SUR QUOI, L’ORDONNANCE SUIVANTE A ETE RENDUE :
EXPOSE DU LITIGE
Par acte signé le 11 avril 2023 et ayant pris effet le 1er mai 2023, ACM HABITAT a donné à bail à Madame [G] [V] un immeuble à usage d’habitation situé [Adresse 2], moyennant un loyer mensuel initial de 590,12 euros, outre une provision mensuelle sur charges de 76,35 euros.
La souscription d’une assurance n’ayant pas été justifiée et des loyers étant demeurés impayés, ACM HABITAT a fait signifier à Madame [G] [V], par acte de commissaire de justice en date du 6 septembre 2024, un commandement d’avoir à justifier d’une assurance et de payer la somme principale de 1 315,55 euros, au titre des loyers et provisions sur charges impayés, arrêté à la date du 4 septembre 2024, et visant la clause résolutoire prévue au bail.
***
Par acte de commissaire de justice signifié à étude le 13 novembre 2024, notifié au représentant de l’État dans le département, ACM HABITAT a fait assigner Madame [G] [V] pour l’audience du 18 mars 2024 devant le juge des contentieux de la protection du tribunal judiciaire de MONTPELLIER, statuant en référé, et demande, notamment sur le fondement de la loi du 06 juillet 1989 :
— le constat de la résiliation du bail par le jeu de la clause résolutoire en raison du défaut d’assurance et des impayés locatifs,
— l’expulsion de Madame [G] [V] et de tous occupants de son chef, au besoin avec le concours de la force publique et d’un serrurier,
— la fixation de l’indemnité mensuelle d’occupation au montant des loyers, charges comprises et ce jusqu’au départ effectif des lieux, avec indexation et la condamnation de Madame [G] [V] au paiement de celle-ci,
— la condamnation de Madame [G] [V] à payer la somme de 1 315,55 euros à titre de provision correspondant aux loyers et charges impayés dus, outre intérêts de droit, somme à parfaire au jour de l’audience,
— la condamnation de Madame [G] [V] aux entiers dépens et à payer la somme de 400 euros au titre de l’article 700 du code de procédure civile.

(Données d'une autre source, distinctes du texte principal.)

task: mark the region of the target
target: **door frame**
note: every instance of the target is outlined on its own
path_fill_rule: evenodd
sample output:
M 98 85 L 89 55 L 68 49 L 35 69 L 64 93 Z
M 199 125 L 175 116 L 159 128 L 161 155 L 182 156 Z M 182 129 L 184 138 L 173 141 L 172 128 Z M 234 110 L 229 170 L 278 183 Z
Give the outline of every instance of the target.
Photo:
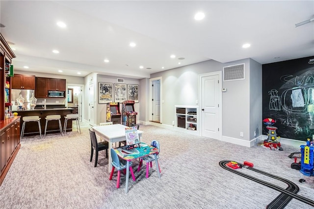
M 160 109 L 159 110 L 160 113 L 160 117 L 159 123 L 162 123 L 162 104 L 163 101 L 162 101 L 162 77 L 156 77 L 149 79 L 149 121 L 153 121 L 153 81 L 156 80 L 160 80 Z
M 83 118 L 84 118 L 84 101 L 85 100 L 84 100 L 84 84 L 75 84 L 74 83 L 67 83 L 67 91 L 68 90 L 68 86 L 80 86 L 80 90 L 81 90 L 81 104 L 78 104 L 78 105 L 80 105 L 80 113 L 81 113 L 81 122 L 83 121 Z M 67 103 L 67 104 L 68 103 L 68 101 L 67 100 L 66 100 L 66 102 Z
M 217 139 L 219 141 L 221 141 L 222 139 L 222 71 L 215 71 L 211 73 L 204 73 L 202 74 L 199 74 L 199 85 L 198 85 L 198 92 L 199 92 L 199 109 L 200 111 L 200 121 L 202 121 L 202 79 L 204 77 L 207 77 L 209 76 L 218 76 L 218 86 L 220 91 L 219 92 L 219 108 L 218 109 L 218 112 L 220 117 L 219 122 L 218 122 L 218 128 L 219 129 L 218 138 Z M 202 123 L 200 123 L 199 125 L 200 126 L 200 135 L 203 136 L 203 126 Z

À la suite de la notification de l’assignation au représentant de l’État dans le département, la Direction de l’action sociale et du logement a fait parvenir au tribunal un diagnostic social et financier concernant Madame [G] [V], daté du 7 mars 2025. La conclusion est que la dette serait liée à des revenus variables, à des frais imprévus et des dettes privées. A ce jour, Madame est titularisée et perçoit des revenus stables qui correspondent à sa situation. Le paiement du loyer résiduel serait repris depuis le 28 février 2025. Un plan d’apurement est demandé. Un rappel d’APL est attendu à la suite de la reprise régulière du loyer, celui-ci solderait une partie de la dette. Pour le reste, un FSL Maintien est envisagé.
***
L’affaire a fait l’objet d’un renvoi contradictoire et a finalement été évoquée le 1er avril 2024.
À l’audience du 1er avril 2024, ACM HABITAT était représenté par son conseil. Madame [G] [V] a comparu, assistée de son conseil.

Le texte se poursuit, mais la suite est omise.